GÜZIDE ÇALIK, MELIHA BERK, FATMA GÜL BOYACI, PINAR ÇALIK, SERPIL TAKAÇ, TUNÇER H. ÖZDAMAR

Ankara University Biotechnology Research Center, Industrial

Biotechnology Department, 06100, Ankara, TURKEY

Abstract

The composition of beet molasses was modified by 14 pretreatment processes which were the combination of physical, physicochemical, and chemical processes, i.e. acid hydrolysis of sucrose, precipitation of metal ions, removal of organic acids by ion exchange resins, and entrapment of metal ions in solution.

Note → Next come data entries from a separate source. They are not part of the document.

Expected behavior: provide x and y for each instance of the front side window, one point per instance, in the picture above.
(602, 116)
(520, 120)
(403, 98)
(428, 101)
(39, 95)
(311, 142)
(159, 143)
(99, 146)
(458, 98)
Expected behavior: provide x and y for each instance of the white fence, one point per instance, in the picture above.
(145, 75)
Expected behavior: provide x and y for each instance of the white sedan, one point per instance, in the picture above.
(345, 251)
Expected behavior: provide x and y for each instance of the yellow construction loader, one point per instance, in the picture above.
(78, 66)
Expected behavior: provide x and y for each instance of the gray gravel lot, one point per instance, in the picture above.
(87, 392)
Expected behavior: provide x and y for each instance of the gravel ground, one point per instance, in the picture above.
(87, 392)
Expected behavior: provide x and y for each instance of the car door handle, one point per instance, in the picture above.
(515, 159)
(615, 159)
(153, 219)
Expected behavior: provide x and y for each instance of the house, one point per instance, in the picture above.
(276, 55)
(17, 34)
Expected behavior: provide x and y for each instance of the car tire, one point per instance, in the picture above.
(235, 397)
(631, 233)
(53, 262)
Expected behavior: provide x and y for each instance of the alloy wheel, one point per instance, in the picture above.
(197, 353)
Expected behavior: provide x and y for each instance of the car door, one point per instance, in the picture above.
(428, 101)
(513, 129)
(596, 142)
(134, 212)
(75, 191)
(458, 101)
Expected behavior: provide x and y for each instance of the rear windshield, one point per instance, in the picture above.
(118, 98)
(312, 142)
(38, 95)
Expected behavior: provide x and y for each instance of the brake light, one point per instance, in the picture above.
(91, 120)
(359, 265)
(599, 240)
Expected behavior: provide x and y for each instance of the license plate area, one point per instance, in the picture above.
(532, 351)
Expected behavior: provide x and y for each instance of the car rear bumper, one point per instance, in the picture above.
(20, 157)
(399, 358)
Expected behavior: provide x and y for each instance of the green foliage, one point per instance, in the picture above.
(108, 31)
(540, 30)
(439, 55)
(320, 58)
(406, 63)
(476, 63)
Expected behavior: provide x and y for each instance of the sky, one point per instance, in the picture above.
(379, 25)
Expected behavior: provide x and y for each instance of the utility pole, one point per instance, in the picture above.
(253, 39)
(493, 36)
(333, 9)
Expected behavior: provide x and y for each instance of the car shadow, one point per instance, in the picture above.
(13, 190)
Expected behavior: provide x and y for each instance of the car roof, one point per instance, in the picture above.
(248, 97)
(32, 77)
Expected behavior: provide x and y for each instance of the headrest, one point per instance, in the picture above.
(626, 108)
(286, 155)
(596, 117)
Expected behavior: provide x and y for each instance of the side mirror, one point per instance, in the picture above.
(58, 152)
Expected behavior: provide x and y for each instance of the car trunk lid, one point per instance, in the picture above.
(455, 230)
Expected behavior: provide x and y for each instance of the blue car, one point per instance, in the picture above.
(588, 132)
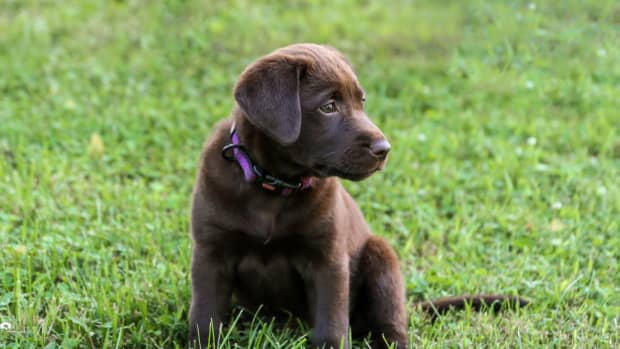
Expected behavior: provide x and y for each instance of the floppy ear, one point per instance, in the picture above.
(268, 93)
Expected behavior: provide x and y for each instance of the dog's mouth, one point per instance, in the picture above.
(352, 174)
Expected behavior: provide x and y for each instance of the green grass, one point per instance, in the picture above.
(504, 118)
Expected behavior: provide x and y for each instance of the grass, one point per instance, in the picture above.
(503, 115)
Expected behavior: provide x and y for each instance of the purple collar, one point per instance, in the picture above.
(255, 174)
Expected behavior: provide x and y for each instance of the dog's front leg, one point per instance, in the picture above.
(211, 297)
(330, 306)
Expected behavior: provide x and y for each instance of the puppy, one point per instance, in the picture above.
(271, 223)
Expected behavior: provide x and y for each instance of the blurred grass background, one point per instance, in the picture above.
(503, 116)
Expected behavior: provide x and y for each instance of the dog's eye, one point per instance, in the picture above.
(328, 108)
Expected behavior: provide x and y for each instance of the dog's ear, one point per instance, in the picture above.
(268, 93)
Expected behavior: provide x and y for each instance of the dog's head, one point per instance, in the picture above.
(307, 99)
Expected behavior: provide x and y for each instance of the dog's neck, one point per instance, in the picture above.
(267, 153)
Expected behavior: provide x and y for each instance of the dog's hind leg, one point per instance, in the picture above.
(381, 297)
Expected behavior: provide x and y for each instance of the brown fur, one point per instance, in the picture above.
(310, 253)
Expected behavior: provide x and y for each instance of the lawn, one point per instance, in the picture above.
(504, 118)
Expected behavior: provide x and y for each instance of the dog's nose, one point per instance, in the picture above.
(380, 148)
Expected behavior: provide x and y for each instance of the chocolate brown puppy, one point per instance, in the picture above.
(271, 222)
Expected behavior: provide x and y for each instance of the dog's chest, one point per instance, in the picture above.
(267, 222)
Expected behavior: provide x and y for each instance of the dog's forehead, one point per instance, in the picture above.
(328, 67)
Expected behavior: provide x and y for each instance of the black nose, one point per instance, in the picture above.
(380, 148)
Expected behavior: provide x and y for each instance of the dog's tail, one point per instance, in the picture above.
(493, 303)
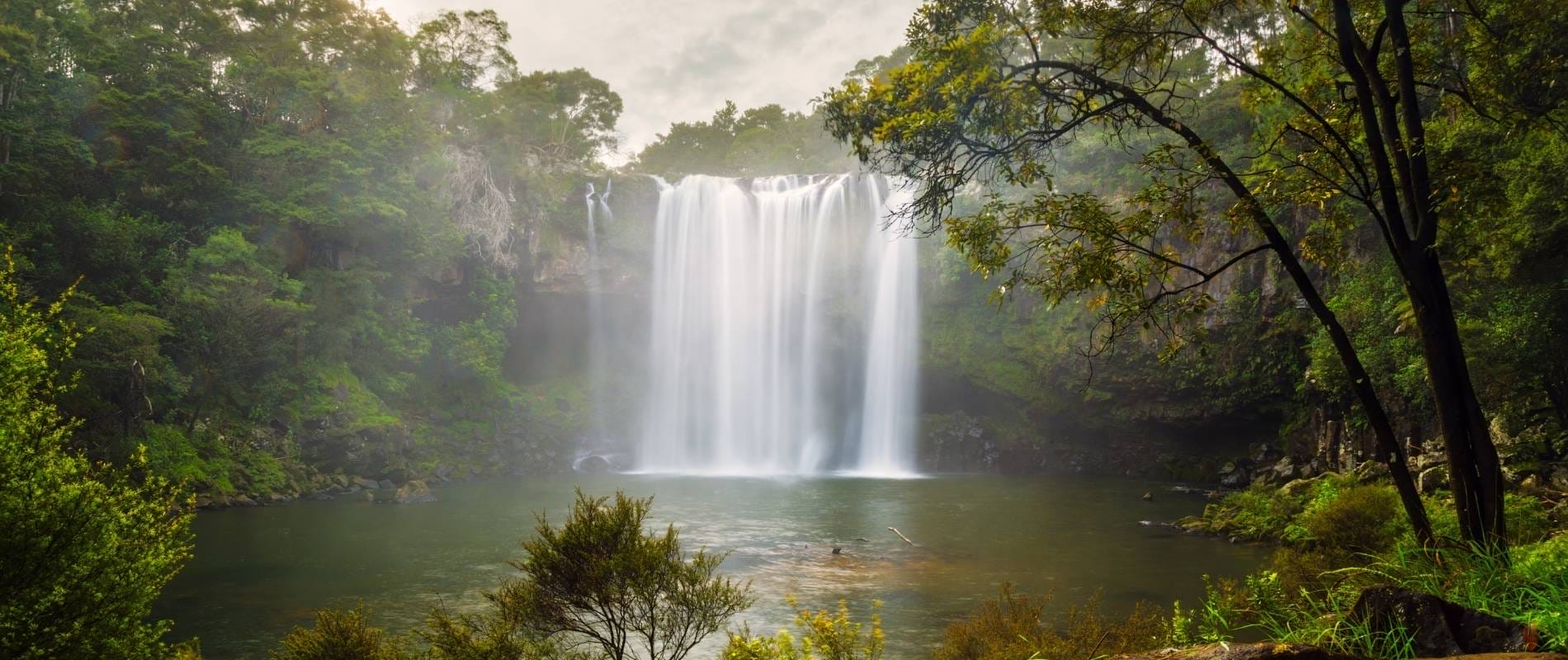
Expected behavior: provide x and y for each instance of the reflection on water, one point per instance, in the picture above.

Acid hydrolysis was favourable for glutamic acid fermentation, while the use of diluted and centrifuged molasses was advantageous for alkaline protease fermentation.

1. Introduction

Molasses, which are the by-products of the sugar-beet or sugarcane extraction processes are among the most important raw materials of the fermentation industry; especially for the production of baker's yeast, citric acid, feed yeasts, acetone/butanol, organic acids, amino acids, antibiotics, and enzymes. The suitability of molasses for industrial fermentations cannot be evaluated according to their origin and chemical composition as different criteria determine the productivity and quality for their use in different processes. In processes in which they are the sole carbon source, the molasses should be pretreated and the inhibitors should be removed. For yeast and methanol production molasses are often simply neutralised with calcium carbonate. For many other processes they are only boiled in an acidic or alkaline medium and after setting out separated from the precipitate. For citric acid production the molasses are boiled with potassium ferrocyanide and generally fermented together with the precipitate (Palacios, 1966, Kundu et al, 1984, Cejka, 1985, Sharma et al., 1991).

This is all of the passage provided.